I do... matching 3% which is what I contribute. I'm not talking about long-term safe stocks. I'm most interested in the daily/monthly/yearly trading of stocks. The people who buy stocks for a couple of months and then sell. That is the aspect of the market that particularly intrigues me.
 
Another question I had about stocks is this. Let's use Verizon as an example. Now let's pretend news of the Iphone being released on Verizon is going to cause the stock to raise. At what point does the stock actually rise? I doubt it would be when the official announcement is made, as most people will know prior to an official announcement, so the stock would have risen prior to that. So is it at the time the information is leaked to the public and you have to be REALLY fast to jump on it in order to capitalize? Or, is it prior to the public even getting that information. Meaning that those with inside knowledge will capitalize on this prior to the information even being leaked to the public. If that is the case, it would mean that if you do not have inside knowledge and are privy to information the general public is not, than you do not realistically have a shot at getting a stock at one point in hopes that the stock raises based on a future development. Basically, only those with inside knowledge would be wise to trade those stocks, as they have a huge advantage over the average person. The average person would simply be guessing, as they have to act prior to ANYONE knowing the information, ala crystal ball shit.

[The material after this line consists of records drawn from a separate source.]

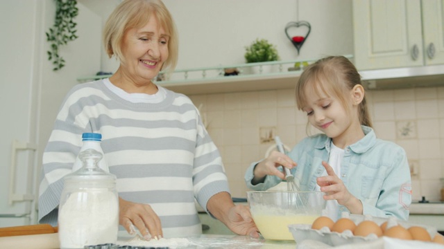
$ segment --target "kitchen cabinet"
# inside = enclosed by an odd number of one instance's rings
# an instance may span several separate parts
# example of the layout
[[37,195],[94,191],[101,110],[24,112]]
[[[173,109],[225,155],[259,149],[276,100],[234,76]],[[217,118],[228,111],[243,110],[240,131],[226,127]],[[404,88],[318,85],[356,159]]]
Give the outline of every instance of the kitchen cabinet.
[[444,0],[354,0],[358,70],[444,64]]

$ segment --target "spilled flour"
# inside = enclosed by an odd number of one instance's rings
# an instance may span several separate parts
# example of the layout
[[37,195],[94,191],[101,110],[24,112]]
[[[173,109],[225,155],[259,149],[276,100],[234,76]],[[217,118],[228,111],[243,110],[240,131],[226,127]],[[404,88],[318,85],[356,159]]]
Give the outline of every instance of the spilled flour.
[[178,248],[188,246],[191,244],[191,242],[185,238],[162,238],[160,239],[146,241],[137,235],[127,241],[117,241],[117,244],[119,246]]

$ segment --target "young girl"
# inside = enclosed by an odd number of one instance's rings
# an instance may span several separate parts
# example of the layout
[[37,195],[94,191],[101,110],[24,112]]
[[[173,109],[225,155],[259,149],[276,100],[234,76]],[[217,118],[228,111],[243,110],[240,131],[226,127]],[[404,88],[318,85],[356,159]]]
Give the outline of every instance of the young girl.
[[407,220],[411,185],[405,151],[376,138],[355,66],[342,56],[309,66],[298,81],[296,102],[322,133],[305,138],[287,156],[273,151],[253,163],[245,174],[248,187],[276,185],[285,178],[282,165],[301,190],[320,190],[332,200],[327,210],[334,220],[342,212]]

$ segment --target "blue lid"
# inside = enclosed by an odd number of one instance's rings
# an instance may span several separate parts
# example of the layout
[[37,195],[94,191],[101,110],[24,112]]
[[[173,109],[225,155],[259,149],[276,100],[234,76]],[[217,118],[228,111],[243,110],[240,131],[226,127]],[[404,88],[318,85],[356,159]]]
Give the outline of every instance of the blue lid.
[[102,134],[96,133],[84,133],[82,134],[83,141],[101,141]]

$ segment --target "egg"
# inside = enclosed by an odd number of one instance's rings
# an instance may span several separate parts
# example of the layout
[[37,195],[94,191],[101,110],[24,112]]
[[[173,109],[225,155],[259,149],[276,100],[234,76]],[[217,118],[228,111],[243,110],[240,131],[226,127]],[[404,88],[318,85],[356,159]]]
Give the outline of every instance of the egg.
[[432,241],[444,245],[444,236],[436,232],[435,236],[433,237]]
[[377,237],[381,237],[382,230],[375,221],[364,221],[358,224],[353,233],[356,236],[366,237],[370,234],[375,234]]
[[400,225],[393,226],[386,230],[384,232],[384,236],[406,240],[413,239],[410,232]]
[[429,232],[420,226],[413,225],[407,229],[409,232],[411,234],[411,237],[414,240],[420,240],[422,241],[431,241],[432,237],[429,234]]
[[334,221],[327,216],[319,216],[318,219],[313,221],[311,225],[311,229],[320,230],[322,228],[327,227],[328,229],[332,230],[332,228],[334,224]]
[[356,224],[348,218],[341,218],[334,223],[332,228],[332,232],[342,232],[346,230],[350,230],[352,232],[355,231]]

Look at it another way... let's say that the news was such a well-kept secret that nobody knew ahead of time. Then the news is announced publicly. How long do you think it will take for the stock to reflect that news? About 5 minutes. You won't be able to act quickly enough to benefit from it assuming you aren't sitting at the computer reading business news every waking moment. By the time the average person hears the news and decides to make a move, the stock already reflects the impact of the news.

A frequently quoted saying is "buy on the rumor, sell on the news" meaning it's too late to buy the stock once the news is public.

I'm most interested in the daily/monthly/yearly trading of stocks. The people who buy stocks for a couple of months and then sell. That is the aspect of the market that particularly intrigues me.

If you are talking daily/monthly trading, then you're gambling. Smarter people than you and I have lost money thinking they can do this successfully. Yes, some people do well, but IMHO it's a very small percentage, and unless they have inside information to act upon, they are luckier than they think.

However, if you recognize that short-term buying/selling is essentially gambling, and you're OK with that, remember to figure in your transaction costs and taxes on any profitable trades.
 
And, there are insane people that hedges that play options market, or worst place bets by shorting stocks, but IMHO these type of playing the market is no longer investing because it is pure gambling.

options can be used to lock in current gains w/o the use of limit orders. for example, if you bought stock at $10 and it is now at $12 you can buy call options for $13 (the right to buy at $13).

Now say the stock drops to $9. So if the stock drops and you lose the $2 profit and even are another $1 in the hole, but you make money off the right to buy the stock at $13, or $4 worth of profit (minus the cost of the call option and the $1 loss off initial).